The acting is also good to great, with the standout being Pitt. He plays a sad, stoic man who is always on the verge of cracking emotionally. As the film progresses, There are many scenes where Pitt’s face fills the screen, and through little-more than tics and quivers, and eventually tears, we can watch the breakdown of Roy’s emotional walls. As impressive as this performance is, one can’t help but wish for the charming, brash Pitt that wowed us earlier this summer.
So, great acting, impressive effects, interesting set-pieces, this must be a fantastic movie, right? Wrong. There are two major flaws in this movie, plot and tone, and since James Gray is both the director and co-writer of Ad Astra, much of the blame must fall on his shoulders.
Gray evidently loves 2001: A Space Odyssey and Apocalypse Now a whole lot, because this movie is a near point-by-point mashup of those two stories. We have a mysterious source of danger at the far-reaches of the universe.
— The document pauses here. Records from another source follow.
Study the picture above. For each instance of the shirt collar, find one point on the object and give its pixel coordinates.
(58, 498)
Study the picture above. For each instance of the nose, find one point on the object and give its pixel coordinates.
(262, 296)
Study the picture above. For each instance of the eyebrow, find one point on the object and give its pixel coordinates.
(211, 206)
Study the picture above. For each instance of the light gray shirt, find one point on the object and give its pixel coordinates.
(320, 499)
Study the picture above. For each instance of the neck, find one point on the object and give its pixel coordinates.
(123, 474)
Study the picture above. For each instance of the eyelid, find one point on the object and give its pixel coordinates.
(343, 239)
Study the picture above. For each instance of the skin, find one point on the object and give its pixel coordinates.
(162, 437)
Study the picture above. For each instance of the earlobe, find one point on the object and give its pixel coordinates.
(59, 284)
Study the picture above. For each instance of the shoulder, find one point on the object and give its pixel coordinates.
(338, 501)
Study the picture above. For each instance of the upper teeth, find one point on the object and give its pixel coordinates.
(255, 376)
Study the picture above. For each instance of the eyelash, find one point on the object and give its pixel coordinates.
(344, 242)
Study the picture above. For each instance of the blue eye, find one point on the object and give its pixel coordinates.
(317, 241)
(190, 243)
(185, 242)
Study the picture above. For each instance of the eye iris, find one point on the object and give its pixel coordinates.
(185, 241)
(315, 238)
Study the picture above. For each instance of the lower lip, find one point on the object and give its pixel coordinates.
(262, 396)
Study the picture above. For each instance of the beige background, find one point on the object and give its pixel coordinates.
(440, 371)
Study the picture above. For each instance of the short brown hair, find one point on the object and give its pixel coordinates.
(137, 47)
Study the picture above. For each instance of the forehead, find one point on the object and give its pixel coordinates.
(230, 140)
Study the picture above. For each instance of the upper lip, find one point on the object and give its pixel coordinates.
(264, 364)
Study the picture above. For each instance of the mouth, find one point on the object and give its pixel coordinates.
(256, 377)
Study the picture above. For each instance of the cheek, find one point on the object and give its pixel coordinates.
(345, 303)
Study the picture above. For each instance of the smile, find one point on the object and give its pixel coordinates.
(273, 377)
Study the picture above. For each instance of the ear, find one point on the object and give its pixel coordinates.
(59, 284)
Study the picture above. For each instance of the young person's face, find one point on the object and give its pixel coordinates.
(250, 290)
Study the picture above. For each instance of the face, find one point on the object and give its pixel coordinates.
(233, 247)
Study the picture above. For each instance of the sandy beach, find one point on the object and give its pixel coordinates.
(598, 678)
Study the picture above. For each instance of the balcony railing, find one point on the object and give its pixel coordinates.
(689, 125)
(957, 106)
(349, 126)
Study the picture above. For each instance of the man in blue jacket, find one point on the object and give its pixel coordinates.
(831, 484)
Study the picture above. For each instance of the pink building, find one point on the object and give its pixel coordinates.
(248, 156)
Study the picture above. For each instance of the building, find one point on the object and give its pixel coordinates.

We have a detour to the moon before the longer journey, including a mind-bending final segment, and finally a meeting with an old man. We have a covert mission upriver, I mean, to the outer solar system, to meet a possible Kurtz-esque figure. Roy even gives a Martin Sheen-like, world-weary, voice-over through the whole mission, while literally looking at a secret dossier about his own father. For those familiar with Apocalypse Now, this movie nearly comes off as a space parody of that earlier, greater film.
But, the final sin of Ad Astra is that it’s ponderous, pretentious, and ever-so dull. In a year with longer, better, and more interesting films like Avengers Endgame, Midsommar, and Once Upon a Time in Hollywood, which all approached three-hour runtimes, the scant two hours and two minutes of Ad Astra should seem like a brisk thrill-ride. It doesn’t. It’s depressing and dull, with a denouement that is both overly sentimental and cliched.
Sadly, Ad Astra has all the ingredients for greatness, but ends up merely being mediocre.